In this task, we design and develop an ontology model for providing personalized, context-aware services for American Indian (AI) users in mobile environments. Central to the approach is the use of ontological user profile modeling which captures various characteristics of an AI user (including socio-economic, cultural, ethnical, and geographical aspects of AI patients) in order to create a unique set of profile information. The domain we consider in this project includes the wellbeing and lifestyle of AI diabetic patients. Several different types of knowledge contribute to the domain: knowledge about workout, food and nutrition, and knowledge about patients’ context including physical, social, and cultural context.
The interdisciplinary social and scientific nature of this research requires the use of an integrated approach. We develop this ontology through a collaborative process that includes domain experts, and ontology engineering experts.

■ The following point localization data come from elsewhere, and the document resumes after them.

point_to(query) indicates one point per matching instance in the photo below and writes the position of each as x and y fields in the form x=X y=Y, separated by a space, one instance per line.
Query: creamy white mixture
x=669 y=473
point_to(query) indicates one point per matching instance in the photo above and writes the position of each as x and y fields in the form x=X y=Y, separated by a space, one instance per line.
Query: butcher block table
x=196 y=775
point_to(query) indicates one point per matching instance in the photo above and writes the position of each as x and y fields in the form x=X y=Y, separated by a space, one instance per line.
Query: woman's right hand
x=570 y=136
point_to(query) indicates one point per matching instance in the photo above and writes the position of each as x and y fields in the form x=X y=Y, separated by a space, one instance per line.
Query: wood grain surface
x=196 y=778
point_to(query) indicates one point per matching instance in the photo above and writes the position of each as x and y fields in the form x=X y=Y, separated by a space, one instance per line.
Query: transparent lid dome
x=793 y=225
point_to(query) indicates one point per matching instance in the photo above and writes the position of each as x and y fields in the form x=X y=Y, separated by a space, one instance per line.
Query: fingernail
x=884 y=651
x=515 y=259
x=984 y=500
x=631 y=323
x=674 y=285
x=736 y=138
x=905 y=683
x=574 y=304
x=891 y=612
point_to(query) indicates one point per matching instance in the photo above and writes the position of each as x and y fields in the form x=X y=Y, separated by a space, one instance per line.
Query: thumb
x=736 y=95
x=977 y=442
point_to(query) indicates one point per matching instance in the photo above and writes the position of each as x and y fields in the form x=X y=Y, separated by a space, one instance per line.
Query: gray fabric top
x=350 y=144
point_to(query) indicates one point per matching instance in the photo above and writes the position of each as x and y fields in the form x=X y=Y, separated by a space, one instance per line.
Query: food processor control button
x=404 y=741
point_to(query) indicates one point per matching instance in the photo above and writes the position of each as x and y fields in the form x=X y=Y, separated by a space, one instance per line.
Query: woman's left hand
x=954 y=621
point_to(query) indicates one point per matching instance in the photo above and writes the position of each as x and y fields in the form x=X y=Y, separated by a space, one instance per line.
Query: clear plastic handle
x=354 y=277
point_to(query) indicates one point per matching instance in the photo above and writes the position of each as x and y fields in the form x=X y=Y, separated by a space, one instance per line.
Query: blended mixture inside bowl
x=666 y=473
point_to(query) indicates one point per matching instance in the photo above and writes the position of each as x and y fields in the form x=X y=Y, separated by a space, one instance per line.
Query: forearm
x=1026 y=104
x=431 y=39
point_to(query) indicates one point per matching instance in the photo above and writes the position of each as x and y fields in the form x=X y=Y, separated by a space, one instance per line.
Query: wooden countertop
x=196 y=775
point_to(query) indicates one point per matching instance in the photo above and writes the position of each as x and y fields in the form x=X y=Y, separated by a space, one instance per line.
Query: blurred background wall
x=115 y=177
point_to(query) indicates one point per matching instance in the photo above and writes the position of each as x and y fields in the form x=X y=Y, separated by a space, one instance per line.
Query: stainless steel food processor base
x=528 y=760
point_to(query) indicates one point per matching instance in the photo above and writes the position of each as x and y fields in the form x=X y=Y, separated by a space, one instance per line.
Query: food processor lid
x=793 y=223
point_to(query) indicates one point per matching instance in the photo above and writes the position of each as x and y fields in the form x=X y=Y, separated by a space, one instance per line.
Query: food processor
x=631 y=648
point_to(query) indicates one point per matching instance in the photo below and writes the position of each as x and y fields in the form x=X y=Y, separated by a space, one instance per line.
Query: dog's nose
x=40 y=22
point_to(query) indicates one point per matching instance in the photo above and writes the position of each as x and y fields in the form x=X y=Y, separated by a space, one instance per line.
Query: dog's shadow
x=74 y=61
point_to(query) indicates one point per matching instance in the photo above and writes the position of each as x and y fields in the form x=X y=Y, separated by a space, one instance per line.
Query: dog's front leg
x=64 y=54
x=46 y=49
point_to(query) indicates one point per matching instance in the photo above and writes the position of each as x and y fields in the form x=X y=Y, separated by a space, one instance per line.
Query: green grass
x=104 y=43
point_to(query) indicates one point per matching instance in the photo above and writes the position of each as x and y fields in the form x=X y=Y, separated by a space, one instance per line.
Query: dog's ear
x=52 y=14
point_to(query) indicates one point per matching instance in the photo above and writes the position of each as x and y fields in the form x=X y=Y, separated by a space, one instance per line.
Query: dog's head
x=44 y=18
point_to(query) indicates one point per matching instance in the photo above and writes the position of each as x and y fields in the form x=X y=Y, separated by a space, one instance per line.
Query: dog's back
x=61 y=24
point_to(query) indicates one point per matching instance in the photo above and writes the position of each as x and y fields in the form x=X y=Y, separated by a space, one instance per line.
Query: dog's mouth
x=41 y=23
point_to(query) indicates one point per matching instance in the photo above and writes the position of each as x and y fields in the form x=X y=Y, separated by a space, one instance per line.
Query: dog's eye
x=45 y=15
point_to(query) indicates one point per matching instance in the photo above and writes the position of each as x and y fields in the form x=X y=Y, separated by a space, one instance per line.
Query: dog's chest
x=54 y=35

As there are many synergies between software engineering and ontology development, we adopt some idea of the systems development life cycle of software engineering to our ontology development life cycle. In our design, we divide the ontology development cycle into six work phases. The ontology engineers, developers and domain expert plan for, develop, implement, evaluate and deliver ontology based on these six phases. As shown in Fig. 1, the ontology development process is recurring in cycles, as each work phase will be cyclically and incrementally repeated. At each new cycle the ontology will be further revise and refined. Different personnel (domain experts, ontology engineers, and final users) get involved in different phases.
Currently, we have defined our initial version of the ontology. Details of the current development of the ontology can be found in our recent publication:
We are continuing to revise and enrich the ontology according to our new discovery and understanding of this domain.